The Zurich-based neurologist also noted that Schumacher has likely become "skeletal" after being bedridden for six months.
"It would be a success if he could sit up unaided again after three months," Riederer observed. "Maybe he will be able to control an electric wheelchair in six months -- depending on whether he can move his finger."
Riederer's pessimism was reflected by the sentiments of former F1 physician, Dr. Gary Harstein.
"We're told what we already know, and pretty much told not to ever expect further updates," Harstein wrote on his blog last Monday. "This all leaves a very bad taste in my mouth and a huge space of sadness for Michael's family."
It was confirmed that Schumacher come out of the coma, and was already being transported from the French hospital where he was staying.

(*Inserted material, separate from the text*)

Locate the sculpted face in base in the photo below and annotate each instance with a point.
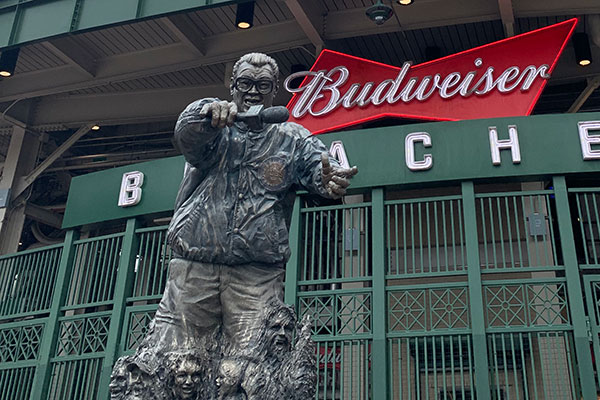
(187, 379)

"Michael has left the CHU Grenoble [hospital] to continue his long phase of rehabilitation. He is not in a coma anymore," said Sabine Kehm, Michael Schumacher's manager.
"His family would like to explicitly thank all his treating doctors, nurses and therapists in Grenoble as well as the first aiders at the place of the accident, who did an excellent job in those first months."

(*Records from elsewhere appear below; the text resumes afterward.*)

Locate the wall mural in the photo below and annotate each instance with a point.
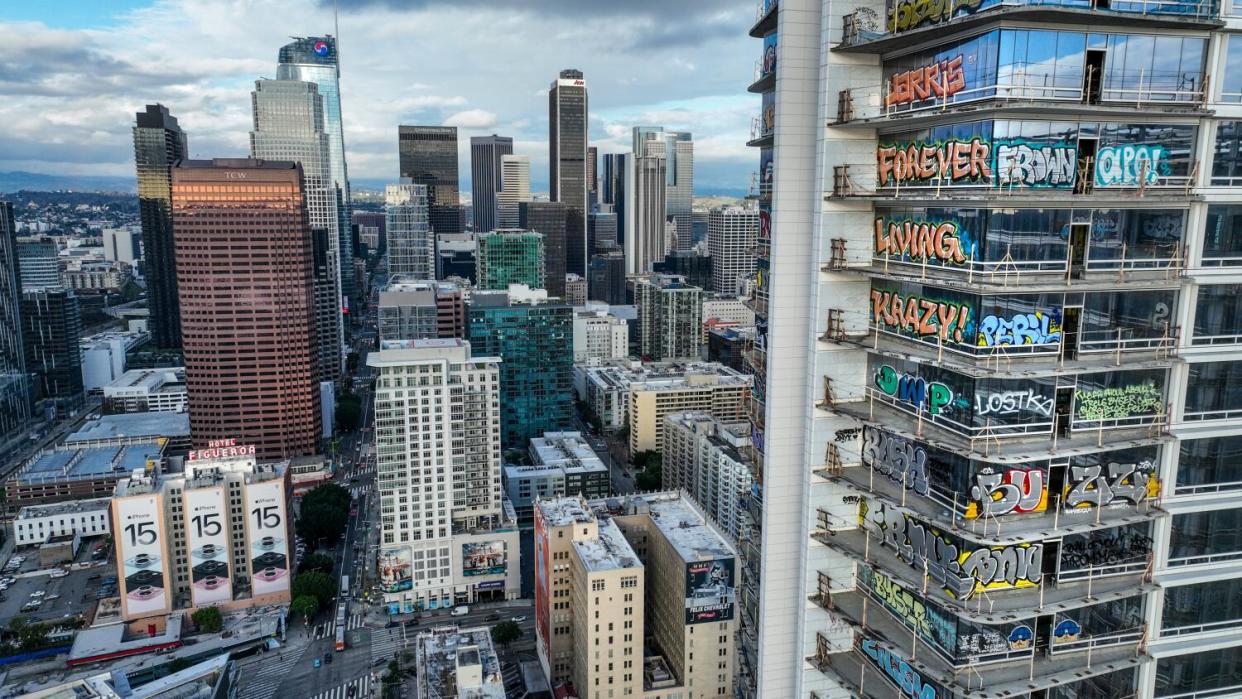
(1113, 404)
(1038, 328)
(997, 491)
(1097, 486)
(935, 242)
(953, 162)
(940, 80)
(923, 318)
(959, 569)
(1027, 164)
(1130, 165)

Kehm also explained to the press that the F1 racing legend will continue his treatment "away from the public eye", without elaborating on his condition. Not long after, major new agencies disclosed Schumacher's current location at the University Hospital of Lausanne in western Switzerland.
Schumacher has been hospitalized since last December after suffering serious head trauma in a skiing accident in the French Alps. Doctors had artificially placed the seven-time world champion in a coma to reduce the chance of a potentially-lethal brain hemorrhage.